***** The abstract to my upcoming lecture at the 6th International Deleuze Studies Conference “The territory in-between” (Lisboa Portugal, July 8-10 2013). Info: http://deleuze2013.fc.ul.pt
Keywords: symbolic algebra, time, space, metaphysics, semiotics, articulation, glossematics, diagrammatics
“Le fondement c’est donc ce qui nous donnera ou ne nous ne donnera pas le droit.”
(Gilles Deleuze, Qu’est-ce que fonder?)
Departing from the central rôle played by what Deleuze calls ‘quantitability’ in Difference and Repetition (1968), this paper will explore the perspective on a symbolically algebraic understanding of logics. The guiding – yet abstract ! – analogy will be how we can conceive of logical ‘territoriality’ in a similar way as symbolic algebra has come to conceive of the ‘territoriality’ of the real numbers (the famously infinite and continuous “number line”). Such conceived symbolical territoriality, I will suggest to call ‘limitudinality’.

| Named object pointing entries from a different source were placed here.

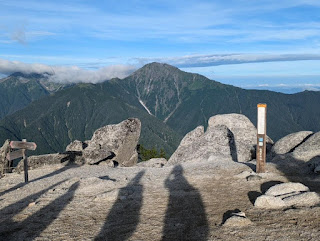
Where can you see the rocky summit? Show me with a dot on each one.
(207, 190)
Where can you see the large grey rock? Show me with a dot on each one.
(243, 134)
(269, 202)
(309, 149)
(289, 142)
(154, 162)
(302, 199)
(111, 143)
(196, 147)
(291, 166)
(44, 160)
(3, 161)
(286, 188)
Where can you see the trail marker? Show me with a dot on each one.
(261, 138)
(23, 146)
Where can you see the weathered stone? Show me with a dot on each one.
(214, 142)
(243, 134)
(154, 162)
(253, 178)
(317, 169)
(309, 149)
(237, 220)
(289, 142)
(269, 202)
(42, 160)
(286, 188)
(291, 166)
(243, 174)
(76, 146)
(192, 136)
(305, 199)
(112, 143)
(3, 161)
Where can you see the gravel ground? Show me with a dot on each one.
(183, 202)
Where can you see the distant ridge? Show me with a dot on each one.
(170, 103)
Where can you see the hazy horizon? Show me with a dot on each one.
(249, 44)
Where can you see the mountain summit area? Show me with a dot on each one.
(207, 190)
(169, 102)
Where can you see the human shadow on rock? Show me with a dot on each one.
(233, 146)
(56, 172)
(124, 215)
(15, 208)
(185, 217)
(228, 214)
(32, 227)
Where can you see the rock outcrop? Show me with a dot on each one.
(298, 153)
(112, 143)
(243, 134)
(42, 160)
(237, 219)
(290, 142)
(196, 147)
(308, 149)
(286, 195)
(3, 161)
(154, 162)
(229, 137)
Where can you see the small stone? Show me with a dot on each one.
(32, 204)
(286, 188)
(238, 219)
(305, 199)
(269, 202)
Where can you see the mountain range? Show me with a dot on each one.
(168, 101)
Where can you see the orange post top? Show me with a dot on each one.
(262, 105)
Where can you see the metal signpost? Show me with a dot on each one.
(261, 138)
(22, 147)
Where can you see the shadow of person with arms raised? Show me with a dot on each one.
(124, 215)
(31, 227)
(185, 217)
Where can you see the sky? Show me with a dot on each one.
(247, 43)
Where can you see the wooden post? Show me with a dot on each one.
(261, 138)
(25, 162)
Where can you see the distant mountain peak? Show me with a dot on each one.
(29, 75)
(155, 68)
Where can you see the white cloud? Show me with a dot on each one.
(227, 59)
(66, 74)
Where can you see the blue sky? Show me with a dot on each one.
(241, 42)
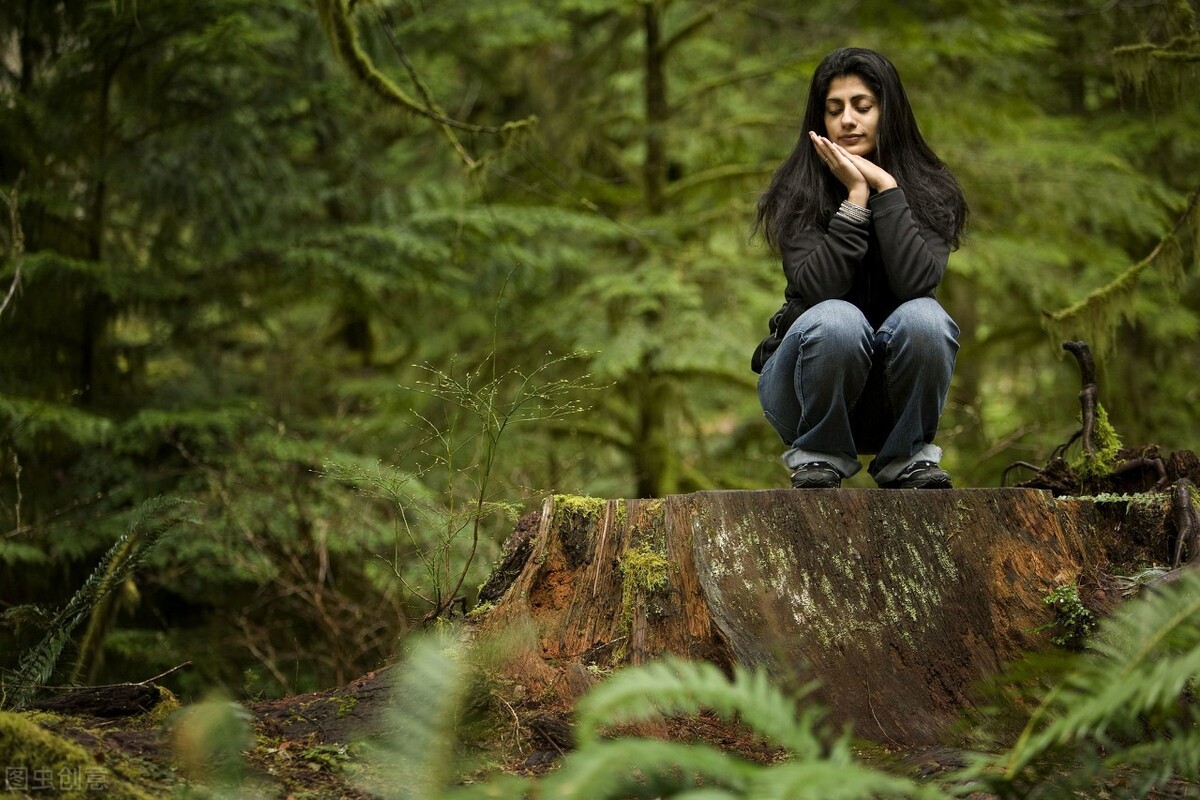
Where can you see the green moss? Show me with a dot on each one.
(1072, 623)
(1107, 444)
(577, 505)
(47, 763)
(642, 570)
(480, 609)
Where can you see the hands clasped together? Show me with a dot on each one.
(859, 175)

Since antiquity, limits have been considered as the form of magnitudes. This understanding is assailed by the symbolic procedure of determining limits that arose in the 19th century (the so-called Dedekind Cut), and which operates by encoding one infinity with another infinity. The abstractness of this procedure unfolds as an empirical ground, I will argue, once we conceive of the relationality of a multitude of such encodings among each other. Such an empirical ground constitutes a kind of logical territoriality where quantization as an ability (Deleuzes’ ‘quantitability’) precedes quantification. Limits, then, are no longer best conceived as the form of magnitudes, where forms are to be determined ideally while magnitudes are taken as givens (Aristotle’s Naturalism), nor in purely formalistic terms as an operation which cannot itself be considered (Hilbert), but as the symbolically indexable formality of magnitude’s negativity. Such an infinitized negativity becomes analyzable (differentially) once we consider logical quantification as derived and dependent upon an ability to ‘quantize’ (rather than as axiomatically constituted). The paper will demonstrate how such a perspective leaves us with an inversion from where we started out: not the forms are to be determined ideally, and the magnitudes empirically, but the other way around. It is along these terms that the paper will present a reading of Deleuze’s transcendental empiricism which can be related to Hjelmslev’s ‘glossematics’ as well as to Peirce’s ‘diagrammatics’.